Service supervision and logging
You can use the supervise command to manage Imply service lifecycles and access console logs. The command is configured through a single configuration file per machine. Each machine can potentially start many services. For example, when you run the command:
bin/supervise -c conf/supervise/master-with-zk.conf
This tells supervise to use the file conf/supervise/master-with-zk.conf
to select which services
to run.
By default, the supervise program runs in the foreground. You can run supervision in the
background, if you want, by adding the --daemon
argument:
bin/supervise -c conf/supervise/master-with-zk.conf --daemon
You can restart an individual service using its name. For example, to restart the zk service,
run bin/service --restart zk
from the distribution.
To shut down all services on a machine, kill the supervise process (CTRL-C or kill SUPERVISE_PID
both work) or run the command bin/service --down
from the distribution.
Logging
By default, logs are written to var/sv/<service>/current
in the distribution. You can write these
files to any location you want by passing the -d <directory>
argument to bin/supervise
.
For added convenience, you can also tail log files by running bin/service --tail <service>
.
On MacOS and Linux, logs are automatically rotated using the included logger program. On other platforms, to prevent log files from growing forever, you can periodically truncate the logs using
truncate -s 0 <logfile>
.
Customizing supervision
You can modify the provided supervision files or create new files of your own. There are two kinds of lines in supervision files:
:verify some-program
will run some-program on startup. If the program exits successfully, supervise will continue. Otherwise, supervise will exit.foo some-program
will supervise a service named foo by running the program some-program. If the program exits, supervise will start it back up. Its console logs will be logged to a file namedvar/sv/foo/current
.
Updating a cluster
When updating an unmanaged cluster to a newer version, you should follow the procedure for a Druid Rolling Update.
If you have deployed your cluster with the Master, Query, and Data server configuration, take note of the following:
- Update Data servers first, then Query servers, then Master servers.

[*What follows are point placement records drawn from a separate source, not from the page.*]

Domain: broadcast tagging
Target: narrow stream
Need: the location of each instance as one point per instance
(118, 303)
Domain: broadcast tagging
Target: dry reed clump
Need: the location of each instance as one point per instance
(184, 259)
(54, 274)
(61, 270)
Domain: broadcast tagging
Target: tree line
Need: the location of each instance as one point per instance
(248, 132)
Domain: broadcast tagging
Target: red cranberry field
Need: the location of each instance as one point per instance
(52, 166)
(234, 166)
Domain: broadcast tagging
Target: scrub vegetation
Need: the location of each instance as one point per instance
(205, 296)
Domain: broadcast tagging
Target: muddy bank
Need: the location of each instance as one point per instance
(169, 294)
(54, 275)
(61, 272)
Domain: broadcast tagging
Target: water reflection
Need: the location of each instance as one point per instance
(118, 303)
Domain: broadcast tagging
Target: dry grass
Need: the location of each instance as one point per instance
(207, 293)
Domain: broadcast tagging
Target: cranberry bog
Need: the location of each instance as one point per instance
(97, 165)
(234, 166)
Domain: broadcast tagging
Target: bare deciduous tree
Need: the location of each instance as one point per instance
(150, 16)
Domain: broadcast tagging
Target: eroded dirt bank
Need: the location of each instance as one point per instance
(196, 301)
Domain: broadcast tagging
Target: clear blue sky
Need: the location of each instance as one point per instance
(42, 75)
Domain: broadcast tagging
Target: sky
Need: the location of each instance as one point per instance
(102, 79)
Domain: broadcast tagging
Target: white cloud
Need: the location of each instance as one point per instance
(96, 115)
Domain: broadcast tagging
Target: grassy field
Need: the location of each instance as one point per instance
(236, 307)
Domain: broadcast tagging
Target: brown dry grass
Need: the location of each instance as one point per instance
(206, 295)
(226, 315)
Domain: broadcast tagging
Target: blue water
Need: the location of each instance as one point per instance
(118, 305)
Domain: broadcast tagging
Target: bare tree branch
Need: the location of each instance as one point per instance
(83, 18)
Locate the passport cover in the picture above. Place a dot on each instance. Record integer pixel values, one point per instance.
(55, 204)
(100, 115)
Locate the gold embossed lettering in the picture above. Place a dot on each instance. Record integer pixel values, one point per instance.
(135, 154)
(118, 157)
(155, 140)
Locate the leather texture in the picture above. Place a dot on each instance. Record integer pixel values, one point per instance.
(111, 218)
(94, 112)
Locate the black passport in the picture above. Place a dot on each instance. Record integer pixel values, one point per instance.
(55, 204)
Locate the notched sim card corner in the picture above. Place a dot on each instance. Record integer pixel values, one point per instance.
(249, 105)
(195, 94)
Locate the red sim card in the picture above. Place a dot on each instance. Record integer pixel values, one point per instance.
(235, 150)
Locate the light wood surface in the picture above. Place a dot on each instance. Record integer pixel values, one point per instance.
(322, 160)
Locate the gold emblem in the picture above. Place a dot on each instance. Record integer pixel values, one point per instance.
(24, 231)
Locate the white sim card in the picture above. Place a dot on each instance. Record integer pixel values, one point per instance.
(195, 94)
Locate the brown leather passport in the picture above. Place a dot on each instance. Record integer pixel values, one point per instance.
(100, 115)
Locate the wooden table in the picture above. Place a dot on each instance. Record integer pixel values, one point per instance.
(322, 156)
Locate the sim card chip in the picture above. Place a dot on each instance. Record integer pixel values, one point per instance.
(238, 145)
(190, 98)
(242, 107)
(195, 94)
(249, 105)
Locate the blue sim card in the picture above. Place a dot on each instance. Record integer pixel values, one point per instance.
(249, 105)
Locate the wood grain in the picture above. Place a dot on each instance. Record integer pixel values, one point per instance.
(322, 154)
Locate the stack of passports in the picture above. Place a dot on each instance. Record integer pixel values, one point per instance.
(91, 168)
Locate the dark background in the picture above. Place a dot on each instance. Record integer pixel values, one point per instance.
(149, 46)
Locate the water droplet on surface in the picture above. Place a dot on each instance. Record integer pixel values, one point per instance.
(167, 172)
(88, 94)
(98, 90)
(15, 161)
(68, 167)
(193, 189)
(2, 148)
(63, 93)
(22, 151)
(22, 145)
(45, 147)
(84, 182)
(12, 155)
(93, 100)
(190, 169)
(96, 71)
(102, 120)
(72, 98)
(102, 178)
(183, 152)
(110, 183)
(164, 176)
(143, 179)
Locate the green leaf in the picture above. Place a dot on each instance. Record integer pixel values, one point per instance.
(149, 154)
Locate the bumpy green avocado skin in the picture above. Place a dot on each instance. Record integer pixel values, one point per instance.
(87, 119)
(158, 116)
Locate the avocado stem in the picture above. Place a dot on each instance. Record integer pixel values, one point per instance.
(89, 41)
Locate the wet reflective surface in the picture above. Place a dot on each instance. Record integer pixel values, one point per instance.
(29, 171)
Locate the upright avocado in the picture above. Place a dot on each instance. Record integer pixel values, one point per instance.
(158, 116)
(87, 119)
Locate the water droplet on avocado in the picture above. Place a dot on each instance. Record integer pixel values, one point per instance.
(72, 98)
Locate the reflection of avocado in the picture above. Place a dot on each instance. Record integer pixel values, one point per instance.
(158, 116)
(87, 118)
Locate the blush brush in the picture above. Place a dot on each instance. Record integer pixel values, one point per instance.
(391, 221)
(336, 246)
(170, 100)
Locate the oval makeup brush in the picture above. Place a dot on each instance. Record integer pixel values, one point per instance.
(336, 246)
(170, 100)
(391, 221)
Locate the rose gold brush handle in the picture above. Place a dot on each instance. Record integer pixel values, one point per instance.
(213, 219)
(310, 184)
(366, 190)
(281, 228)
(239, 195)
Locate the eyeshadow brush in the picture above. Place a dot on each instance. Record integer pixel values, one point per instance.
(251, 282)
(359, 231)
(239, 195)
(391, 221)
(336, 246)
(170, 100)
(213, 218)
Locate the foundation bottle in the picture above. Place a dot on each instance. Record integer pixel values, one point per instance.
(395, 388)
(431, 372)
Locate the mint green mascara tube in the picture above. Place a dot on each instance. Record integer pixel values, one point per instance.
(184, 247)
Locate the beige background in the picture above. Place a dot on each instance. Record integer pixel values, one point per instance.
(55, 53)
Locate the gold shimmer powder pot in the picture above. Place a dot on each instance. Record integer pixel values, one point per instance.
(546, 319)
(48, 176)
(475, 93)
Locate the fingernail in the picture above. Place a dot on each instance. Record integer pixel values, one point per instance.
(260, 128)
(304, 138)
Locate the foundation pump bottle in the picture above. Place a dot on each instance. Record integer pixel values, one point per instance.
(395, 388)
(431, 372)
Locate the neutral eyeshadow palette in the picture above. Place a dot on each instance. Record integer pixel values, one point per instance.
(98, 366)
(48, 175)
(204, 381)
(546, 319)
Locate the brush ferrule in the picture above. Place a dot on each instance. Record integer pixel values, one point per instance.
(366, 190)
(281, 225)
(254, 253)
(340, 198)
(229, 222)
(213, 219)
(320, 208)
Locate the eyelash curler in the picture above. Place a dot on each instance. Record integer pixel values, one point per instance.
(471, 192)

- Your Data servers run Druid MiddleManagers as part of Druid's Indexing Service. If you have indexing tasks that you do not want to be interrupted by a rolling update, you can use the Rolling restart (graceful-termination-based) method to prepare the MiddleManagers for clean restart.
- Your Data servers run Druid Historical Nodes, so you should wait for each server to fully come back online before restarting the next.